"He does nothing but good—a very honourable and upright man, and more than that," said Margery. "You must be all right if you make the world happier than you find it."
"It is your place to stand up for him," returned Judith, "and, in reason, a wife ought to say the best she knows of her husband; but actions may spring from all sorts of motives. Good actions may arise from bad motives, owing to the ignorance and also the devious cunning of men and women. All we've got to cling to is the Light, and if a man shows the Light doubtfully, then, however he may seem to shine, we can't be sure of him."
Margery had concealed from her parents the gap that existed in understanding between Jacob and herself. Her father cordially approved of him; her mother had ever expressed herself as uncertain. Now her daughter declared surprise at this fact.
"I've always got to champion Jacob against you," she said. "But I should have thought you'd have been the first to see his qualities. He's like you in a way—don't care for pleasure, or company, and keeps a guard over his lips, and works morning, noon and night. If Jeremy had been like that——"
Mrs. Huxam was not annoyed.
"You can't see all round the human character as I can, Margery," she answered, "and I don't blame you, because such a bird's-eye view only comes with years, and between husband and wife it often never comes at all. What the deep eye looks to is the foundations.

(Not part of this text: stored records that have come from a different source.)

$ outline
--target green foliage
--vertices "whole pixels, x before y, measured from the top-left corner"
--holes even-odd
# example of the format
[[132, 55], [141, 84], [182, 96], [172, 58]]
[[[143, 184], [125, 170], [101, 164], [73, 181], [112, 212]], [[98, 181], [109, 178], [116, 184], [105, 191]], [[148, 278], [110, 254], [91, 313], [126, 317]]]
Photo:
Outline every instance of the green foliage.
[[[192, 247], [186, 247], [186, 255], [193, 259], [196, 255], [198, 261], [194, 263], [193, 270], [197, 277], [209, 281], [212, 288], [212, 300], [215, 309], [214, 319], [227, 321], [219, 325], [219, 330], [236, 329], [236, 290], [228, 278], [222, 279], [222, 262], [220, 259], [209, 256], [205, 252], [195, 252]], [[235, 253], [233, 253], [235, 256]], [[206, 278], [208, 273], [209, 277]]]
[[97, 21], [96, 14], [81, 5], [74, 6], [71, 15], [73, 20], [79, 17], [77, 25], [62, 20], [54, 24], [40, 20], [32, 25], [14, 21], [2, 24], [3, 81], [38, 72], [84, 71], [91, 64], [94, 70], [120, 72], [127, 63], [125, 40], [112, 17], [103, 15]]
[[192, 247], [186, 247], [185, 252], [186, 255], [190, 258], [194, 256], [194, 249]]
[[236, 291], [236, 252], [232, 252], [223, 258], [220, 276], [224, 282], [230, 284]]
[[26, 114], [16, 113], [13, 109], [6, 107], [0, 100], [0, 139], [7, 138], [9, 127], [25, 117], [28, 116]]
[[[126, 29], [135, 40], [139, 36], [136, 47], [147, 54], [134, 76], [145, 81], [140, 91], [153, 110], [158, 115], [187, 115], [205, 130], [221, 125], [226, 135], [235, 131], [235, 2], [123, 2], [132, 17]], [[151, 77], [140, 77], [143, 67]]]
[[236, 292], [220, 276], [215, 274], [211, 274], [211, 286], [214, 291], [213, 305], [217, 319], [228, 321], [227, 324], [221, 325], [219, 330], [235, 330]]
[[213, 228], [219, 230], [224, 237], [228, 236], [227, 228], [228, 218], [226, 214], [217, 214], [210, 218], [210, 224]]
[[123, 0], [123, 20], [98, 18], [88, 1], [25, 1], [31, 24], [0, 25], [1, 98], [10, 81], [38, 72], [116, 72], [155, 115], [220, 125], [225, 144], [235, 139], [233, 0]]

In Jeremy's case I laid the foundation, being my work as his mother. And in your case I laid the foundation also. Jeremy has a character that you might call weak, and without religion he would very likely have brought our grey hairs with sorrow to the grave—if I was that sort of woman, which I am not. But the foundation is there, and as for the building, though it ain't very grand to the eye yet, that's the Lord's business. Jacob puts up a finer show, being a man with money-making gifts and experience; but where the foundations are doubtful, who can say what may happen if a shock comes?"
"I wouldn't call his foundations doubtful," answered Margery. "I should say his foundations were the strongest part about him. Not that I've ever seen them. Nobody has. Jeremy, for all his weakness and instinct for change, gets more out of life than Jacob. Jacob misses a lot by his nature."
"If he misses anything that he'd be the better for having, be sure there's a reason," asserted Judith. "Haven't I seen it thousands of times? Don't ninety-nine men and women out of a hundred miss a lot, just because the one thing needful—the absolute trust and certainty that all is for the best—be denied them?"
"He doesn't grant that all's for the best, because he doesn't think or feel so," answered Margery.
"There you are then! That's weak faith. That's what I'm telling you. The man who pits his opinions against God and doubts of the righteous fate of the world is next door to a lost man himself."